I have a feeling that unless a style scale option is added to test.lua style size will remain fixed at 512 x something... so if your content size was 1024x1024 the brush strokes will appear small. An option to apply a scaling factor of 2 would be needed to scale them up so they are proportional for 1024x1024 images...
So make sure your style image is scaled at 512 x "512 or less" before training. If not then my understanding is that train will re scale it down to 512 and the "brush strokes" will appear smaller than you expected.
Next, make sure your content image you want to apply the style on is also scaled down to 512 x 512 or smaller. This will ensure that "brush strokes" will remain consistent with the style sizing. You will then need to upscale the produced output to HD so it look good on a large screen/print.

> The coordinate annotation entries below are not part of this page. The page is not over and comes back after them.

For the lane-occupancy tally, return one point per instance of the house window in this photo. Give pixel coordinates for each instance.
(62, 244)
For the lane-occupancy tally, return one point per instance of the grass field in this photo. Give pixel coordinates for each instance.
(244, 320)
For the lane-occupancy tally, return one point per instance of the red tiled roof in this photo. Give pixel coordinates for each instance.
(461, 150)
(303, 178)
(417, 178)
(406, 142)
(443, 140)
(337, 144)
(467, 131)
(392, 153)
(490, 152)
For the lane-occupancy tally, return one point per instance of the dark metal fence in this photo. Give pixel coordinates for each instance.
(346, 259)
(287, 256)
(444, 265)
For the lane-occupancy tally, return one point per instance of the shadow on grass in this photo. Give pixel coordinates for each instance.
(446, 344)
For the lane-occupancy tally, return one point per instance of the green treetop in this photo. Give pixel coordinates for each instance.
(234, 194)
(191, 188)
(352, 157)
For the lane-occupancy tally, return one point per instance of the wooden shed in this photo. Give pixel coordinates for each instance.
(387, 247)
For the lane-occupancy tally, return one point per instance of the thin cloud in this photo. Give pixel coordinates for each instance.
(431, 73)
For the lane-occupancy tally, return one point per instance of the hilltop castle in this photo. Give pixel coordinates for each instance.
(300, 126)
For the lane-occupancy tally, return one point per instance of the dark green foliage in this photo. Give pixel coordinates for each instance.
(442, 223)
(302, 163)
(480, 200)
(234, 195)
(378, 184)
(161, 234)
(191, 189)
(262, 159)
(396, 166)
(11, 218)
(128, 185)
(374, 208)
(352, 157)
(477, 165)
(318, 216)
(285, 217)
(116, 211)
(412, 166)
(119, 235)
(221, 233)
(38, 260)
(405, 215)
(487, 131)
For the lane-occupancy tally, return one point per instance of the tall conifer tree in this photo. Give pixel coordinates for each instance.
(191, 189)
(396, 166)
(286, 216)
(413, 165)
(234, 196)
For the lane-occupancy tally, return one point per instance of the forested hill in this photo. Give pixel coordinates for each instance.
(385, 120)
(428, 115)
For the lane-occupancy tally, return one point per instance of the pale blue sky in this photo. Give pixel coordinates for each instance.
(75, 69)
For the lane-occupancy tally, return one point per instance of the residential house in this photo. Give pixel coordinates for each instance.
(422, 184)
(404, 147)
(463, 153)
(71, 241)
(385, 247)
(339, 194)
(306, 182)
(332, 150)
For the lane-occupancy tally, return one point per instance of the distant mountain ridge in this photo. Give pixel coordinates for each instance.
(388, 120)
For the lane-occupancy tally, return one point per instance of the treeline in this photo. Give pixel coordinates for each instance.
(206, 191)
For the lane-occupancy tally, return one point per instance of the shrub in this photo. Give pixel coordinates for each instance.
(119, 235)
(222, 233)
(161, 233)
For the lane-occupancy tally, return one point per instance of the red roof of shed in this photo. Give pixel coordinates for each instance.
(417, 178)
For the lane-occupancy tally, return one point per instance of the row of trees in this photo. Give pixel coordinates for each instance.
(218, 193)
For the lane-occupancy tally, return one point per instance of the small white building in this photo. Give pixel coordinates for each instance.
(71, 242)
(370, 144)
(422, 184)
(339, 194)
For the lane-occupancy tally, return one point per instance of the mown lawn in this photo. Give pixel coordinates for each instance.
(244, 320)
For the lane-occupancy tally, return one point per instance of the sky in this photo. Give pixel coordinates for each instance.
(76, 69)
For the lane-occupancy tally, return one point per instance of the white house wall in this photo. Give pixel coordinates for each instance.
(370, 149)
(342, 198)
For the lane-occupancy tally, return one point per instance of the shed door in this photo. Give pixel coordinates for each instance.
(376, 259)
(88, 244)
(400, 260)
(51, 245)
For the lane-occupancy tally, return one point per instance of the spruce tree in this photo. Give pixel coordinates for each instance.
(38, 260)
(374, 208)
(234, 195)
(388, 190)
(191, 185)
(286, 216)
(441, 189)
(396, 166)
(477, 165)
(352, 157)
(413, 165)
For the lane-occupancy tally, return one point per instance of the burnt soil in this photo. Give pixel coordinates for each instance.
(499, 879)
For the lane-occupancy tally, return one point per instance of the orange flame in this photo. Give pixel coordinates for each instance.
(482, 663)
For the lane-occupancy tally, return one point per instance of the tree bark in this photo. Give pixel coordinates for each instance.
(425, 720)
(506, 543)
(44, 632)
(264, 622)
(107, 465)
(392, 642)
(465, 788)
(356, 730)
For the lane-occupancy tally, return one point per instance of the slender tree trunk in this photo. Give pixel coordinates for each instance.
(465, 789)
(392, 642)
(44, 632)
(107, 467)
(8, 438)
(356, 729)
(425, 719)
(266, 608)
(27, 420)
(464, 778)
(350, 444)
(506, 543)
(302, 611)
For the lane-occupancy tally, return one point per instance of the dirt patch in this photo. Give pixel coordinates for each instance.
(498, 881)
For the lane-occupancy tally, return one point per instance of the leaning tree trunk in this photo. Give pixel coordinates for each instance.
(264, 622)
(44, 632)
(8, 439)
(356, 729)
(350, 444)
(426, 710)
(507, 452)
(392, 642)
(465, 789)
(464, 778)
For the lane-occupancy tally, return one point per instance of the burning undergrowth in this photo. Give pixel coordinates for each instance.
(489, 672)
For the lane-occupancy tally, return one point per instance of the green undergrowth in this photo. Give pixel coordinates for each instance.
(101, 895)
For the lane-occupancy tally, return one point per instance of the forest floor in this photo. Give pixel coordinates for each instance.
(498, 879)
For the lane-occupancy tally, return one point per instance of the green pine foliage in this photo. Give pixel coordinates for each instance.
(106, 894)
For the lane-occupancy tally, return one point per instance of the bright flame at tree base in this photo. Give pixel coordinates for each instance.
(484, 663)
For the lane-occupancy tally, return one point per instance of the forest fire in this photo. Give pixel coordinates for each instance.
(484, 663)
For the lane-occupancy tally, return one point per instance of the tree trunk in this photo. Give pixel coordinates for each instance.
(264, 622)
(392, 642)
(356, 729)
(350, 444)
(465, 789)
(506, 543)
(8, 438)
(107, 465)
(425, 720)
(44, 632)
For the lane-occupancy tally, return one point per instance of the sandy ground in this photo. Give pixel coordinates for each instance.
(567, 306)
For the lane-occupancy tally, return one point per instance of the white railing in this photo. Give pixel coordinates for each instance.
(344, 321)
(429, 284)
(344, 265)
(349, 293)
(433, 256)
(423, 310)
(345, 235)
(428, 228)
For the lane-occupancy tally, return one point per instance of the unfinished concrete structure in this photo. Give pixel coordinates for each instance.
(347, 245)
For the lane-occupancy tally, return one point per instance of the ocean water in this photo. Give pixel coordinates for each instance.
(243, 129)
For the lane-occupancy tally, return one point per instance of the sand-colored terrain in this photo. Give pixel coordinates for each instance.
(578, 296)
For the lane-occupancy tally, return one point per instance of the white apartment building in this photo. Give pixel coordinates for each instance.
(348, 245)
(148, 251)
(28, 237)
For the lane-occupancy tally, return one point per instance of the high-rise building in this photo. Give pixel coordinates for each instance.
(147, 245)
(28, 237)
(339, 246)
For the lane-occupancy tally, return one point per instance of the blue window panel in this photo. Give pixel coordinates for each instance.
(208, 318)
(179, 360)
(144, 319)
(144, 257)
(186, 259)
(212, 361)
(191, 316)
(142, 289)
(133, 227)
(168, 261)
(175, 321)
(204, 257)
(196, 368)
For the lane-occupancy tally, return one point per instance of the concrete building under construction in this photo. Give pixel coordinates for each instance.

Actual size of the style image is 512, the content image was 512 as well. The main problem isn't as much the size of the brush, but the fact that you can see a very visible grid-like pattern and all the "brushes" are prety much the same size. Unlike swirly picture where it looks much more organic. I can live with the fact that the brush size is built into the model but it is the lack of organic feel that gets me.
although if would be nice to be able to scale the feature size :)
@Heartsie I totally agree then. Something is wrong as the produced style is not looking at all like the source... I am not sure about the grid pattern. From experience with neural-style adjusting the tv-weight to 0.000085 gave me really smooth yet sharp results. Not sure if this tv-scale apply to this solution as is... But the current train.lua does not allow to set the tv-weight
What would be great is if train.lua was actually based on neural-style from a parameter/training point of view. It would allow one to find a good set of working arguments using the standard neural-style solution and then apply those to create a resulting static model for a given style input image... not sure if it would be doable...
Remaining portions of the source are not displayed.